Time and again debates have arisen over concerns whether Turkey’s Central Bank is truly independent. So, I’ve decided to dive into the deep end of the issue of Central Bank independence in various countries and their general duties.
What does it mean for a Central Bank to be independent?
When defining Central Banks’ independence, a slew of terms such as “goal independence, instrument independence, institutional and financial independence” come to the fore. Goal independence of a Central Bank means that the bank can determine its own monetary policy, while instrument independence allows the bank to freely adjust its policy while fulfilling its goals.
On the other hand, corporate independence refers to the legal guarantees of central banks’ top level administrators, while financial independence can be defined as making legislations to ensure that resources funneled to the public are duly managed.
Hence, with these independences afforded to the Central Bank, it has important opportunities and free movement to regulate the economy while performing its tasks.
This independence does not mean that the bank can steer away from the government’s monetary policies while determining its goals. In other words, while the Central Bank determines the instruments it uses to reach its goals, it cannot clash with the goals set by the government. In terms of the monetary policies applied by the central bank and the fiscal policies implemented by the government to produce effective results, this unity is vital.
What are the duties of a Central Bank?
Traditionally, the main task of central banks is to maintain price stability. Today, in addition to ensuring price stability, we can observe that central banks also need to openly support financial stability, economic growth and as a result, employment.

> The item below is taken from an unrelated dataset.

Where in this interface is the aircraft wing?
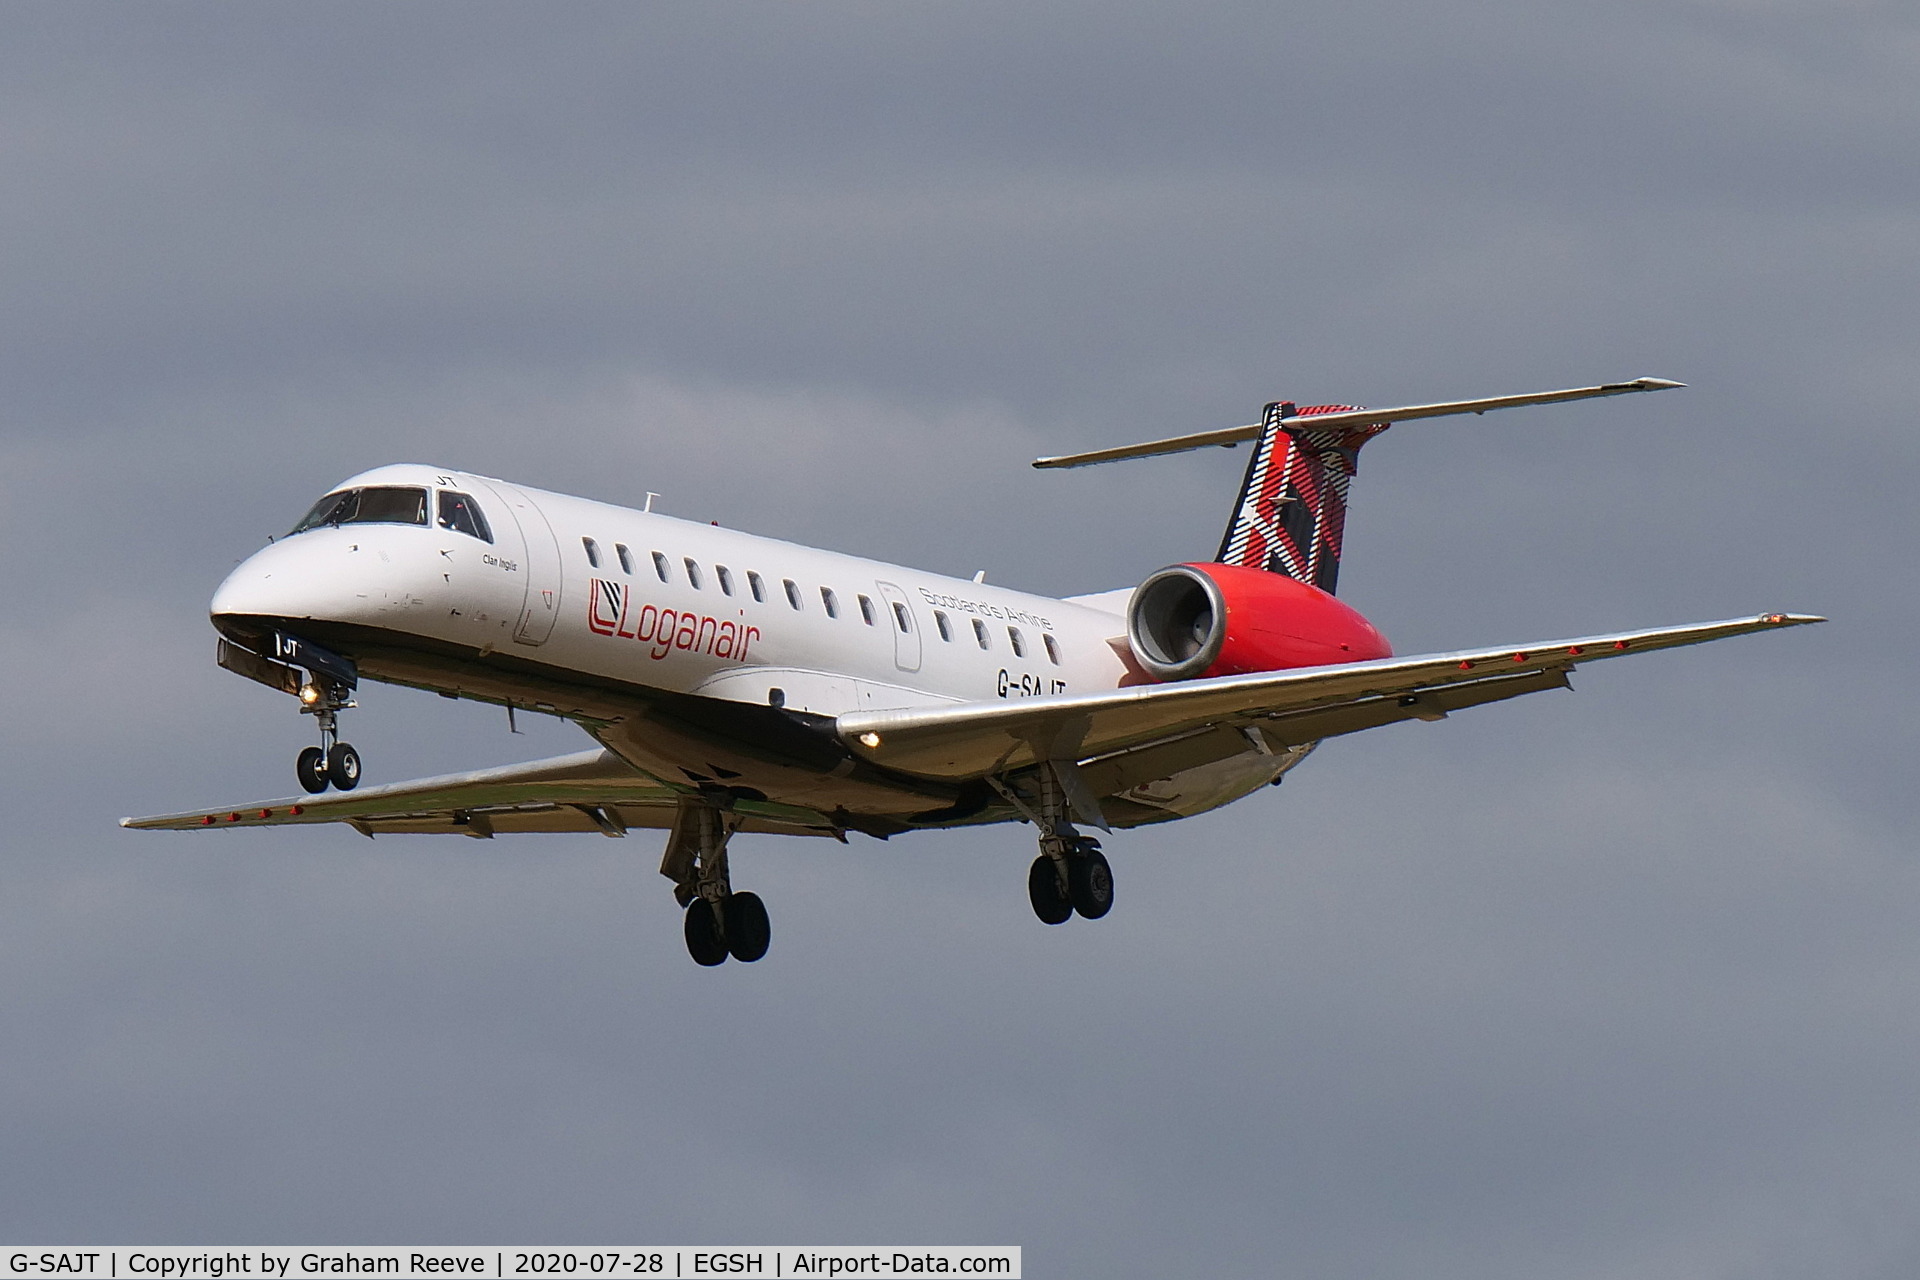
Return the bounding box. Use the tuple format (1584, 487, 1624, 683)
(121, 748, 842, 839)
(836, 613, 1821, 782)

In situations where price stability has to be ensured, lowering inflation in other words, central banks prioritize price stability. Furthermore, especially in developed countries with low inflation rates, central banks also contribute to financial stability. Hence, economic stability will also render great support to economic growth.
Turkey’s Central Bank
In the Central Bank law, it is stated that the bank’s main task is to ensure price stability. This law emphasizes the institution’s independence and that the bank can directly determine monetary policy to be implemented to ensure price stability and the monetary policy tools to be utilized to this end.
Furthermore, the law clearly states that that the Central Bank will support the government’s economic growth and employment policies on the condition that they do not clash with the goal of price stability.
All over the world, there are debates highlighting the goal of central banks to ensure price stability, in addition to the fact that they need to lend support to economic growth and employment. In 2008 during the global economic crisis, the opinion that central banks needed to have goals other than to ensure price stability was often articulated. To this end, it was stated that many central banks should be equipped for new objectives.
Lately, these debates have been centering around whether central banks should only be there to ensure price stability or whether they should additionally focus on economic growth and employment. It seems as though more controversy will arise regarding the expectation that central banks should focus on more than one goal.